To identify novel components of Notch signaling, we conducted a genetic screen for mutants that show maternal neurogenic phenotype. We screened about 500 mutagenized second chromosomes (left-arm) and obtained novel mutations showing maternal neurogenic phenotype. The expression of Notch signal target genes were severely reduced in embryos homozygous for one of these mutants lacking its maternal contribution. Currently, we are mapping the genetic locus of this mutation.

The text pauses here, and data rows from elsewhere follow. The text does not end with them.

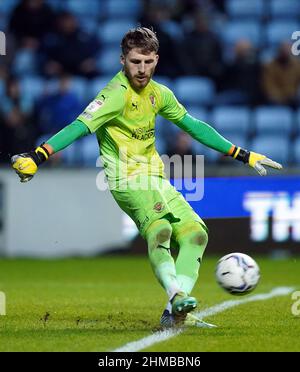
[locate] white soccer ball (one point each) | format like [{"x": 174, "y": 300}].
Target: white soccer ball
[{"x": 237, "y": 273}]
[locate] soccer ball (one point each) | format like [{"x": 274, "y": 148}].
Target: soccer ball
[{"x": 237, "y": 273}]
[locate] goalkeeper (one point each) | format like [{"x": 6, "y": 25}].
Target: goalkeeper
[{"x": 123, "y": 117}]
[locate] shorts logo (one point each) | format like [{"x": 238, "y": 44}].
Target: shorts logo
[{"x": 159, "y": 207}]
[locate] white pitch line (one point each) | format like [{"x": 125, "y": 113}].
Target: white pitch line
[{"x": 169, "y": 333}]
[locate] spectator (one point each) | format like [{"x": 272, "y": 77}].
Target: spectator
[
  {"x": 181, "y": 146},
  {"x": 281, "y": 77},
  {"x": 242, "y": 76},
  {"x": 17, "y": 131},
  {"x": 54, "y": 110},
  {"x": 69, "y": 50},
  {"x": 156, "y": 16},
  {"x": 202, "y": 52}
]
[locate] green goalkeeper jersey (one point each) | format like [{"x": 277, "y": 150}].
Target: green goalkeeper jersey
[{"x": 124, "y": 122}]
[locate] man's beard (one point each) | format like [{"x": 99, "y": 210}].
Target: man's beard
[{"x": 138, "y": 81}]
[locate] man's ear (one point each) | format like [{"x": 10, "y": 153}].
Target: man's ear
[{"x": 122, "y": 59}]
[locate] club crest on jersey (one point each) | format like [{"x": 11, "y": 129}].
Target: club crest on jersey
[
  {"x": 159, "y": 207},
  {"x": 152, "y": 100},
  {"x": 134, "y": 106}
]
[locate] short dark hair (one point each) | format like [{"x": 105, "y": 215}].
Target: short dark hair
[{"x": 142, "y": 38}]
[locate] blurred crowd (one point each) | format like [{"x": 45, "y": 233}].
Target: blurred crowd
[{"x": 59, "y": 52}]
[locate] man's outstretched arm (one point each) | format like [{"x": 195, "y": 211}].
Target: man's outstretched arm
[
  {"x": 207, "y": 135},
  {"x": 26, "y": 164}
]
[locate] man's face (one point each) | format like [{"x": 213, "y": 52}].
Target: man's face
[{"x": 139, "y": 67}]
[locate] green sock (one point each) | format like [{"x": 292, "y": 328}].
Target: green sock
[
  {"x": 158, "y": 238},
  {"x": 191, "y": 249}
]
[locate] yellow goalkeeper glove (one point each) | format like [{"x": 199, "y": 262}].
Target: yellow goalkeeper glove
[
  {"x": 256, "y": 161},
  {"x": 26, "y": 164}
]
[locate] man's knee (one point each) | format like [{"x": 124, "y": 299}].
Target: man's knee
[
  {"x": 194, "y": 235},
  {"x": 159, "y": 232}
]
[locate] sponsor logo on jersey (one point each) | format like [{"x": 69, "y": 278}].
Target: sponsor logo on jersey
[
  {"x": 87, "y": 115},
  {"x": 134, "y": 106},
  {"x": 143, "y": 133},
  {"x": 152, "y": 100}
]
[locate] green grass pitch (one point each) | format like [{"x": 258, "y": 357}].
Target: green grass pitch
[{"x": 103, "y": 303}]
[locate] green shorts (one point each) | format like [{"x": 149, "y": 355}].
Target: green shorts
[{"x": 150, "y": 198}]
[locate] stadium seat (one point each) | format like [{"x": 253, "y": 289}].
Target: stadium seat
[
  {"x": 78, "y": 85},
  {"x": 173, "y": 29},
  {"x": 231, "y": 120},
  {"x": 89, "y": 25},
  {"x": 32, "y": 87},
  {"x": 297, "y": 128},
  {"x": 237, "y": 30},
  {"x": 163, "y": 80},
  {"x": 275, "y": 147},
  {"x": 296, "y": 155},
  {"x": 273, "y": 120},
  {"x": 165, "y": 130},
  {"x": 280, "y": 31},
  {"x": 7, "y": 6},
  {"x": 286, "y": 8},
  {"x": 210, "y": 155},
  {"x": 90, "y": 8},
  {"x": 193, "y": 90},
  {"x": 245, "y": 8},
  {"x": 112, "y": 31},
  {"x": 123, "y": 9},
  {"x": 57, "y": 5},
  {"x": 109, "y": 61},
  {"x": 240, "y": 140},
  {"x": 198, "y": 112},
  {"x": 25, "y": 63}
]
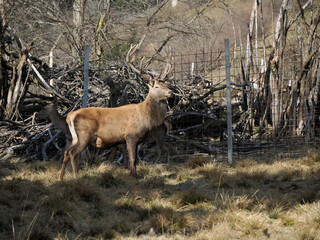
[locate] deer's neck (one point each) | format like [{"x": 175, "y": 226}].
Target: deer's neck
[{"x": 155, "y": 110}]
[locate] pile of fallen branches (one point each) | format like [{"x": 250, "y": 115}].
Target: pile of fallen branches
[{"x": 198, "y": 121}]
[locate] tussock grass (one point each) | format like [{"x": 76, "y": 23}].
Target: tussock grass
[{"x": 197, "y": 199}]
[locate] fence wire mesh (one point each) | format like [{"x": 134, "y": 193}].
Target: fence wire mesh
[{"x": 275, "y": 105}]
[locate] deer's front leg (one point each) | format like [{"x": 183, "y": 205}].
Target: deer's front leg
[{"x": 131, "y": 146}]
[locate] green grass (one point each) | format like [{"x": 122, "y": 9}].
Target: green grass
[{"x": 198, "y": 199}]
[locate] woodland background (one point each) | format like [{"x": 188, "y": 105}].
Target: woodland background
[{"x": 274, "y": 57}]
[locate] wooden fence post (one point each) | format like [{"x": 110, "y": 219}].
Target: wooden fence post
[
  {"x": 86, "y": 76},
  {"x": 229, "y": 113}
]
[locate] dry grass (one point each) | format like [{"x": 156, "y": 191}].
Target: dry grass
[{"x": 198, "y": 199}]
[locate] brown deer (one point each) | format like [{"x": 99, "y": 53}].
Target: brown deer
[{"x": 126, "y": 124}]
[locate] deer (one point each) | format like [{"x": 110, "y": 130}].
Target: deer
[{"x": 102, "y": 126}]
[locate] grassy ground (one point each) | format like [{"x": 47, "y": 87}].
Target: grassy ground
[{"x": 197, "y": 199}]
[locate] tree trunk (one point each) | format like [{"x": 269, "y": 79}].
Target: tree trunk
[{"x": 78, "y": 19}]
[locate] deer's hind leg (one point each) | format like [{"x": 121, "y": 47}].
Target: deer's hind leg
[{"x": 71, "y": 153}]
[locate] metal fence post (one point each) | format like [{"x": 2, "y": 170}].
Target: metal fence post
[
  {"x": 229, "y": 113},
  {"x": 86, "y": 76}
]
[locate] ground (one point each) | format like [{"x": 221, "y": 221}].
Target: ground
[{"x": 193, "y": 197}]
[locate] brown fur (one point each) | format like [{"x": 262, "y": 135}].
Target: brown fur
[{"x": 108, "y": 126}]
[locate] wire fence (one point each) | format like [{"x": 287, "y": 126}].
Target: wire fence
[{"x": 271, "y": 110}]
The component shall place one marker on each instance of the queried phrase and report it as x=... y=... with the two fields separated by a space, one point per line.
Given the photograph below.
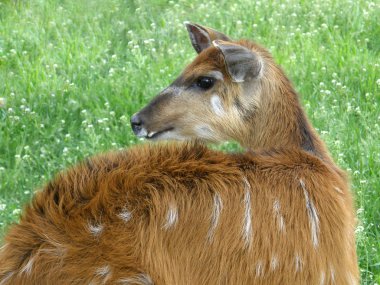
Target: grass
x=72 y=73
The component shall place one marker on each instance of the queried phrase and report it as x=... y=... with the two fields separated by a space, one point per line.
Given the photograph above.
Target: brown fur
x=181 y=213
x=53 y=230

Analysis of pecanex gene function in Notch signaling

pecanex (pcx) is a maternal neurogenic gene Recently, we showed that the expression of Notch target genes, Enhancer of split m8 and single-minded is decreased in embryos homozygous for pcx lacking its maternal contribution. From these data, we concluded that Pcx is a component of Notch signaling. We also found that the ER is enlarged in these embryos, and Pcx is an ER resident protein. In addition, our genetic analysis suggested that pcx functions upstream of an activated form of Notch (NICD) in Notch signal receiving cells. From these results, we speculated that Pcx may play a role in maturation of Notch in the ER.

Consistent with this idea, we found that overexpression of an activated form of XbpI or a dominant negative form of Hsc70, both of which activates UPR (unfolded protein response, one of the early cellular responses to ER stress) rescued the maternal neurogenic phenotype of pcx. Therefore, we propose that Pcx is involved in some ER function, which is required for the proper folding of Notch. To identify genes encoding components associated with the Pcx function, we are conducting a genetic modifier screen based on a pcx phenotype.

Analysis of O-fucosyltransferase1 function in Notch signaling

Previously, we identified O-fucosyltransferase1 (O-fut1) gene, which catalyzes O-fucose modification of epidermal growth factor (EGF)-like repeats with a consensus sequence in the extracellular domain of Notch. We are interested in the function of O-fut1 and O-fucosylation of Notch in Notch signaling. The O-fucose modification by O-fut1 is required for the regulation of Notch-ligand interaction by fringe, which encodes an enzyme that adds GlcNAc to this O-fucose. However, the specific function of the monosaccharide O-fucose is controversial. We found that monosaccharide O-fucose is essential only at high temperature (29 oC) in fringe-independent Notch signaling, although it is dispensable at the normal temperature (25 oC). Thus, we speculated that the monosaccharide O-fucose may play a role in promoting the proper folding of Notch extracellular domain.